Dell Demps had a good Wednesday. (Getty Images)

The 2012 NBA Draft Lottery held Wednesday night seemed like it was going to be short on drama. Going chalk through the first 10 picks, things started to switch up with the fourth pick. With the Cavaliers slipping to the fourth spot, the Hornets moved up to the top overall pick as the Bobcats and Wizards slipped down.

As the order for the 2012 NBA Draft is now set, we look at the winners and losers from the NBA Draft Lottery:

Winners

New Orleans Hornets

Crawl through a river of ... mud and come out clean on the other side. Six months after having to trade Chris Paul to the Clippers, the Hornets get karmic retribution as they land their next franchise player. And it's a perfect fit. Anthony Davis will flourish under Monty Williams, whose tough, defensive approach will mesh perfectly with the freakazoid shot blocker. He'll have a veteran point guard in Jarrett Jack to play with and will form one of the best defensive forces down low with Emeka Okafor, should the Hornets elect to keep him.

Golden State Warriors

Saved by chalk. The Warriors needed no one behind them to jump them in order to keep their pick with the Jazz receiving it if they landed at No. 8 or higher. With the lottery going chalk all the way till the 4th pick, the Warriors wind up keeping their selection. They didn't land in the top three, but just keeping it is of serious value for a team trying to reconstruct itself.

Portland Trail Blazers

The Nets would have kept their pick had it landed in the top three. Without that, the Blazers pick up two picks in the top 11. The Blazers can remake their team on the cheap and bring in young players to excite the fan base. Don't rule out a trade of both picks to move up, either, once the GM situation gets settled.

Losers:

Charlotte Bobcats

Oh, Bobcats. Once again, the team that has the best chance of getting the top pick does not get the top pick, and the Bobcats badly needed Davis. He's the type of game changer that puts a franchise far in the future. Charlotte wasn't the best fit for Davis, already having Bismack Biyombo and without a quality point guard to work with. But they needed him. Badly. Now they face Michael Kidd-Gilchrist, a player that could struggle offensively without a strong surrounding core, or Bradley Beal, how may be a reach at the No.2 spot.

Nothing seems to work out for this franchise.

New Jersey Nets

Not only did they not get the No. 1 pick, but they lost theirs to Portland. The Nets felt that no pick outside of the top three was worth it, supposedly, so they traded it for Gerald Wallace. Wallace has an opt-out for unrestricted free agency in the summer and hasn't decided what he'll do.
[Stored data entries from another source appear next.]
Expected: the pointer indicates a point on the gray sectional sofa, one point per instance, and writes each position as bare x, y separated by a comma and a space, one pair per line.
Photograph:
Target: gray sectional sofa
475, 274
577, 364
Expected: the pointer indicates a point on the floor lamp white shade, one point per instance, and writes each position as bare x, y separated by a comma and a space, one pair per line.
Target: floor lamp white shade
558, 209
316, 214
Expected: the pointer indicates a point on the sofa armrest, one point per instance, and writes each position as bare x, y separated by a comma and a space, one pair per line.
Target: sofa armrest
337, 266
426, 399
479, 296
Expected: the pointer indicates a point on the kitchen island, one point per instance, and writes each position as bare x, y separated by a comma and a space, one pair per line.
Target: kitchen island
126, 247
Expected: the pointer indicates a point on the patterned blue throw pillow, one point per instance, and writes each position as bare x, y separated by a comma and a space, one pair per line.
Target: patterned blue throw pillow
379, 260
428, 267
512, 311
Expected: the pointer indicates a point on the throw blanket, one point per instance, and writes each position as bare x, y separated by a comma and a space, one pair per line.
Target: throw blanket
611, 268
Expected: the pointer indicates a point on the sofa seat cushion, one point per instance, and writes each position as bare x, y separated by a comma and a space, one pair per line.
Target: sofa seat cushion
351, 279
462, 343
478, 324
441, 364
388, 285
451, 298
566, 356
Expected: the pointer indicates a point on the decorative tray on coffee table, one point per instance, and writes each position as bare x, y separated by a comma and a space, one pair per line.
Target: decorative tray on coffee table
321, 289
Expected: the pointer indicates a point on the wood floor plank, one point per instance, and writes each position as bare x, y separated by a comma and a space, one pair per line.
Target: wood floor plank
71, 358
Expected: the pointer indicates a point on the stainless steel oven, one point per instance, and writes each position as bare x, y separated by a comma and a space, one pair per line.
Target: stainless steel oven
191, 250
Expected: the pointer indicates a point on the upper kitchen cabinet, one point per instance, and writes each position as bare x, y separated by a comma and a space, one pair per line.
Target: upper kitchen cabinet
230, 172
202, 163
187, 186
The Nets could get him back and try and build with him. Or they could lose both he and the pick they had. The best-case scenario was the unlikely scenario of landing top three. The Nets were bad and yet not bad enough.

Cleveland Cavaliers

Falling out of the top three always hurts. It also puts them in an awkward drafting position, facing best player in Thomas Robinson or Andre Drummond conceivably, either one causes complications of their own, and in tandem with last year's pick Tristan Thompson. It's not a terrible situation but a land in the top three would have set them up nicely for the future. Either Davis, Michael Kidd-Gilchrist, or Bradley Beal would fit well with Kyrie Irving. Instead Chris Grant will likely have to get inventive.